In 1908, after Fielding's death, a relative, John Cooper, gave her diaries to Frank Speck for safekeeping. Speck later deposited them in George Gustav Heye's Heye Foundation/Museum of the American Indian in New York City. These documents were later relocated, as part of the Huntington collection, to the Division of Rare and Manuscript Collections at Cornell University before being repatriated to the Mohegan Tribe's archive collection on November 4, 2020, where they currently reside.

==Legacy and honors==
Fidelia Fielding died on July 18, 1908, in Montville, Connecticut, and was buried at the Ancient Burial Grounds of the Mohegans at Fort Shantok State Park in Montville, Connecticut. A memorial marker was placed there to honor her, at a ceremony with an estimated 1,000 people in attendance on May 24, 1936.

Credited with being an instrumental influence in recording and preserving the language, in 1994 she was posthumously inducted into the Connecticut Women's Hall of Fame under the category Education & Preservation. Fielding is one of only three American Indians who have been inducted into the Connecticut Women's Hall of Fame. Years later, Gladys Tantaquidgeon, a Mohegan woman trained by Fielding who similarly insisted on preserving traditional ways, was also inducted into the Hall of Fame.

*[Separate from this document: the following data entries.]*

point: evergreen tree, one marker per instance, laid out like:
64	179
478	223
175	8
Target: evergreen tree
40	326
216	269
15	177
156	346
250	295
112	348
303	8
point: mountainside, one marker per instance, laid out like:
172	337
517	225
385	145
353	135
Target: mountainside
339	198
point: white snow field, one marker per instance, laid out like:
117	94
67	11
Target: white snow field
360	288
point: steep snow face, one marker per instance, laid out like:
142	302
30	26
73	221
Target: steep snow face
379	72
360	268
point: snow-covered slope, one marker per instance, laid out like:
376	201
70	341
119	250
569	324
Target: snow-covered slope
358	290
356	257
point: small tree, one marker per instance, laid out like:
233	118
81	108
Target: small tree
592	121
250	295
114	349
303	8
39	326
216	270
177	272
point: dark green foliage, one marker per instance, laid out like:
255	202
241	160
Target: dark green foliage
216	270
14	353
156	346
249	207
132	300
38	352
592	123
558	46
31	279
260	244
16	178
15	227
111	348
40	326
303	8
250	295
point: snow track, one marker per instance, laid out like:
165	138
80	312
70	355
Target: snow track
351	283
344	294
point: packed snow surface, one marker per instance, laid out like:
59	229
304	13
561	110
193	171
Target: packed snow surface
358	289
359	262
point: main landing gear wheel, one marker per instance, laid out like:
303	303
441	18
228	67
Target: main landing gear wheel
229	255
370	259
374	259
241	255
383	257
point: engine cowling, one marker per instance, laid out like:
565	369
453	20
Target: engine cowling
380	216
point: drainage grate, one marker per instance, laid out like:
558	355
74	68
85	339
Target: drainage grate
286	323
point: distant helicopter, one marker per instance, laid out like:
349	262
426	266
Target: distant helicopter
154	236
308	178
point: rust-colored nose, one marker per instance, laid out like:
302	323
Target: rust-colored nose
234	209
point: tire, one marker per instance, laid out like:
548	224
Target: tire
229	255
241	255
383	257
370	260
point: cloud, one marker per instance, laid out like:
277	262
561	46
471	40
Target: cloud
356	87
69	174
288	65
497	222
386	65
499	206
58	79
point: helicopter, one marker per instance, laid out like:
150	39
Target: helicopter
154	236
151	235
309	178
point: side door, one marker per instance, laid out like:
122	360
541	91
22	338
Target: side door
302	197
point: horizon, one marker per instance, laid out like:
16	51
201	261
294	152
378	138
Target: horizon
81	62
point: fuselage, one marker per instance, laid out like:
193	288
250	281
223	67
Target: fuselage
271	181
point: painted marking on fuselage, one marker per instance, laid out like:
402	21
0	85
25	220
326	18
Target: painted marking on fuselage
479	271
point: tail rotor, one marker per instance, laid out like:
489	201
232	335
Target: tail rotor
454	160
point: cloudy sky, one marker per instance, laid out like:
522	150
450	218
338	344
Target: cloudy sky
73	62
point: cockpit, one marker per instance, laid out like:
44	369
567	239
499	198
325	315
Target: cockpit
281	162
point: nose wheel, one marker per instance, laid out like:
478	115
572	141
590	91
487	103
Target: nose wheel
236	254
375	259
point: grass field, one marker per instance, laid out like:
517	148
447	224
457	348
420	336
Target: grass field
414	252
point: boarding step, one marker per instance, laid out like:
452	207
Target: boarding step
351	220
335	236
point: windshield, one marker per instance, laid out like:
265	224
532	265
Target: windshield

During Fielding's lifetime, parents were reluctant to use or teach the Mohegan language to their children, for fear of prejudice or reprisals from the English speakers around them. In the present day, linguists from the Mohegan Language Project, including Stephanie Fielding (a descendant), have been carefully working with materials compiled and archived by Fielding and Speck in order to reconstruct and reanimate Mohegan-Pequot as a living language for new generations.